Se inclinó y me las manoseó antes de chuparme los pezones. Esta vez bajó una mano a mi trasero y estuvo magreándome un pecho y el culo mientras mi hija chupaba y chupaba más abajo.

— ¡Me voy a correr! —me susurró al oído.

Le puse un dedo en los labios, para que guardara silencio y que eyaculara libremente en la boca de la cabeza loca de mi hija. El me miró y pude ver cómo cambiaba la expresión mientras se corría. Miré a mi hija, y comprendí que ella no se había dado cuenta del semen que estaba recibiendo. De su barbilla colgaba mucha saliva, que empezó a hacerse más blanca. El la sujetó de la cabeza y gruñó mientras intentaba meter la polla todo lo dentro que podía. Fue entonces cuando ella fue consciente de que lo que tenía en la boca era esperma e hizo un amago de vomitar, pero sólo consiguió ensuciarse aún más la camiseta.

El tutor, con el pene fuera, se quedó sujetando el falo, completamente mojado. Sabía que él ya se había dado por satisfecho, pero quedaba aún un poco de semen saliendo del capullo y me agaché para rematar la faena de mi hija. Una gota cayó en mi pecho y el resto acabó en mi boca. Hice mucho ruido al chupar y ella, con todo el maquillaje completamente corrido, me miró como si no me conociese y me descubriese por primera vez. Cuando la polla no dio más de sí, me senté sobre los talones y pasé el dorso de la mano por la boca, en un vano intento de limpiarme. Los ojos de mi hija apuntaron a mis pechos y me acordé de la gota que había caído en ellos. Pasé un dedo y lo chupé, mirando fijamente la cara de incredulidad de la niña. Cubrí así mi necesidad de torturar a la niñata.

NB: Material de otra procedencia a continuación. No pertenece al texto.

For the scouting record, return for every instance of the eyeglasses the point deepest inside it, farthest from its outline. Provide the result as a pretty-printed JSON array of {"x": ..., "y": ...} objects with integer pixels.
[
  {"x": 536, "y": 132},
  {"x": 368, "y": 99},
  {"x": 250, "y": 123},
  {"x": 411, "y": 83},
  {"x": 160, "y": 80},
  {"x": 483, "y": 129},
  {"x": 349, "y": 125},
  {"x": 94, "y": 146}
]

El profesor cambió la nota y me aseguró de que se encargaría personalmente de subirle la media en la nota final, y eso hizo que me despidiese de él acariciándole uno de sus mullidos pechos y dándole un beso en la boca. Miré a mi hija y ella dio un paso atrás, por si le pedía hacer lo mismo. Su miedo me hizo sonreír. Después de eso, salimos de allí y subimos al coche. Mi hija llevaba la camiseta pringada hasta los pechos e intentaba taparse con la minúscula cazadora que llevaba. Le hice ver que si no quería mancharse, lo que debía hacer la próxima vez era quitarse la ropa antes de empezar, que tomara mi ejemplo. También le pedí que hiciese el favor de intentar resolver sus asuntos de otra forma cuando ingresara en la universidad, que no todo el mundo era tan cerdo como su profesor, ni yo podía estar ahí siempre para hacerle el trabajo sucio.